Drivers of local responses — The study identified several main drivers that explain why local responses to COVID-19 vary when compared with national food supply chain disruptions.
First, local food markets often have shorter supply chains that allow them to have greater flexibility and quicker response times. Producers in local food markets can communicate directly with their customer base and adapt quickly to changing needs.
Second, many local producers moved online to build new pathways to better serve consumers during the pandemic. Using an order-and-deliver model, just like many national grocery chains, local food markets were able to streamline the purchase process. In many cases, this resulted in larger orders from local buyers purchasing from ranchers, farmers and food and meat markets.
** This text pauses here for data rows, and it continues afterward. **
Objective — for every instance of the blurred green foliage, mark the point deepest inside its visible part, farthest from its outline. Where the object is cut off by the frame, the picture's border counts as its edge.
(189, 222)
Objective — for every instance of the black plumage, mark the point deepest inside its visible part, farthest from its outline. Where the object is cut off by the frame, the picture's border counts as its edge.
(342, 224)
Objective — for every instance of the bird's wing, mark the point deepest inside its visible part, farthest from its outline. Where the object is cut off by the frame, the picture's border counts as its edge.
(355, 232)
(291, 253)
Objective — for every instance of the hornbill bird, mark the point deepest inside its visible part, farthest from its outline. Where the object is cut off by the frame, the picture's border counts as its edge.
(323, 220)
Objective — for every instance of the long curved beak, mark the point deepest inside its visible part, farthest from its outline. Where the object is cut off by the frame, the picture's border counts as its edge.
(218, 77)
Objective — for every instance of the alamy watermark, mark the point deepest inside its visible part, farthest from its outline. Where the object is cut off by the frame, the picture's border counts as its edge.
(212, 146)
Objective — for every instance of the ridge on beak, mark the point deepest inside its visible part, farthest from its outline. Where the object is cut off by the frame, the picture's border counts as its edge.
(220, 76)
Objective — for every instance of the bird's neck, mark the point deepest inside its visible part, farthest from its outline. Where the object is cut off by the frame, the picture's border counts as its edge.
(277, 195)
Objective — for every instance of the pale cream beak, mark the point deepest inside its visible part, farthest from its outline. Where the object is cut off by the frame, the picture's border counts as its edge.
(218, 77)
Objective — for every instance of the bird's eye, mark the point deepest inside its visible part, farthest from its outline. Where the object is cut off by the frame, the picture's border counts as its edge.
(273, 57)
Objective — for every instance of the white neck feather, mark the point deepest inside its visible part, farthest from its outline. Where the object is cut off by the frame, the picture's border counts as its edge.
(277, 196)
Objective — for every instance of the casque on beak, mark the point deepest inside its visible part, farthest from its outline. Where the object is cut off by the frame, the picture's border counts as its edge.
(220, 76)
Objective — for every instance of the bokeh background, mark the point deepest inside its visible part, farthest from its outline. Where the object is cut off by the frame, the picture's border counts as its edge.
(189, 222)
Third, regulatory agencies relaxed policies in response to the pandemic. New flexibilities included allowing to-go alcoholic beverages from restaurants, moving SNAP (Supplemental Nutrition Assistance Program) benefits online and allowing products that had originally been marked for wholesale (like larger boxes of beef or eggs) to be sold directly to consumers. Regulatory changes such as these further allowed local and regional food systems to react nimbly to the COVID-19 pandemic.
“We continue to see local and regional farms, ranches, markets, restaurants, agritourism sites, including wineries and breweries, innovate to respond to the ‘new normal’ of COVID restrictions,” said Thilmany. “But their efforts to maintain customers and get food to local households can go much further with regulations and policies that recognize new COVID-related challenges.”
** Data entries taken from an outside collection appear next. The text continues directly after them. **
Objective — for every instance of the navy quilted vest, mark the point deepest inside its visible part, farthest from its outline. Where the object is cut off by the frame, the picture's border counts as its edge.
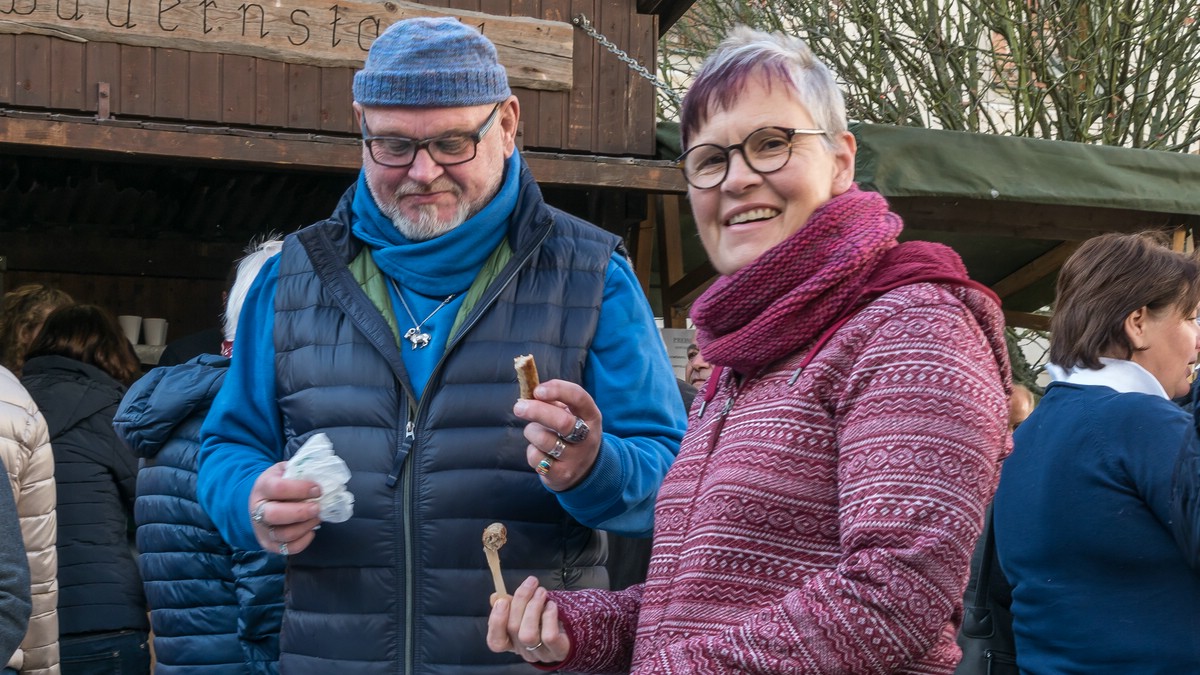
(403, 585)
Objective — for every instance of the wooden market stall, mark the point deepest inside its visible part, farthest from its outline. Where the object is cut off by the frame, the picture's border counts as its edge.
(143, 143)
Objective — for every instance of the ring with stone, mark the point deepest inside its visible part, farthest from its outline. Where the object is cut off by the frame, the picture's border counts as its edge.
(579, 432)
(258, 513)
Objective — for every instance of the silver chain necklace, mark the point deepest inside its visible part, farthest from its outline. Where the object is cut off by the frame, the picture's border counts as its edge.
(417, 335)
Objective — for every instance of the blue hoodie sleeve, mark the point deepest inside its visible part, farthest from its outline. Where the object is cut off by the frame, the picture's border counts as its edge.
(243, 435)
(630, 378)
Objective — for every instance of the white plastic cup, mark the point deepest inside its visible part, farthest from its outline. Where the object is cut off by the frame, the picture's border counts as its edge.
(131, 326)
(155, 330)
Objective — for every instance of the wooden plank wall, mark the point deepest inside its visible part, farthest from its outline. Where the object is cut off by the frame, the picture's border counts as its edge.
(610, 109)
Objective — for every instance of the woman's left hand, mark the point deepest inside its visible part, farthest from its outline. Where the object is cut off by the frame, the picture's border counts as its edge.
(558, 417)
(527, 625)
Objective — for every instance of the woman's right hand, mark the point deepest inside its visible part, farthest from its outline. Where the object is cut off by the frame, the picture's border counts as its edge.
(527, 625)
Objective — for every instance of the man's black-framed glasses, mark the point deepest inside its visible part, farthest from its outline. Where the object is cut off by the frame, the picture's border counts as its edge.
(766, 150)
(448, 150)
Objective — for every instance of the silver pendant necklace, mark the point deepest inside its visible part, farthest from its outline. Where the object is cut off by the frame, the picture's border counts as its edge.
(417, 335)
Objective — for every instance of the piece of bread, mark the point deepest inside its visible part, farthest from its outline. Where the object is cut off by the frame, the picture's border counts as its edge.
(527, 375)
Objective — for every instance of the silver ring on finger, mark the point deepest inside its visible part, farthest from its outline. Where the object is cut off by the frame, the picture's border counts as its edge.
(258, 513)
(577, 432)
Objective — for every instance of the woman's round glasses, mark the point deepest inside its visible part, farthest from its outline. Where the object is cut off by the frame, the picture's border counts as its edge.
(448, 150)
(766, 150)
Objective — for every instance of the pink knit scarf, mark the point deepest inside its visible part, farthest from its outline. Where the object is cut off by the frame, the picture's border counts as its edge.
(786, 297)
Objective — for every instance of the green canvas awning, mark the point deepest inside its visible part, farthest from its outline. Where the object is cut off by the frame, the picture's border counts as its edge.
(1014, 208)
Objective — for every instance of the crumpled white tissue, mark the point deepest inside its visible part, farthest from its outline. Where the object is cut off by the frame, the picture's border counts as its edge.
(316, 461)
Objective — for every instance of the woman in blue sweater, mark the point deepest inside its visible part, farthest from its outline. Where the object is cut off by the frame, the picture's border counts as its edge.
(1085, 515)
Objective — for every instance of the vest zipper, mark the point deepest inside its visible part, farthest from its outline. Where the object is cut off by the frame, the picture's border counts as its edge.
(409, 580)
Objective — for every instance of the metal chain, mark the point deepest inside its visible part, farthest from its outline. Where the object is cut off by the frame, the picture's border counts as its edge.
(582, 23)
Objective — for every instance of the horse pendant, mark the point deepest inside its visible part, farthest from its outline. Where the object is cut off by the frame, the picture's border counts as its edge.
(418, 338)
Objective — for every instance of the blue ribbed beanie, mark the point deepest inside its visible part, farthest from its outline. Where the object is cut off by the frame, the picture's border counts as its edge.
(431, 63)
Some characteristics of local and regional food systems, including their smaller volume of production and shorter supply chains with smaller geographic reach, have permitted local and regional food systems to be resilient and nimbly respond to the COVID pandemic. However, some of the benefits may be offset by potentially higher production costs, since many local and regional enterprises are not large, making them less efficient or giving them less negotiating power with other supply chain partners.
Given concerns about how to inform and assess trade-offs moving forward as well as recognizing the volume of recent changes to various food supply policies, Thilmany and her fellow researchers suggested that it may be time to revisit and refine regulations that apply to local and regional food systems.
The study concludes that while local and regional food systems are nimble and connected to supply chain partners, this adaptability could be capitalized upon via an improved research and technical assistance agenda.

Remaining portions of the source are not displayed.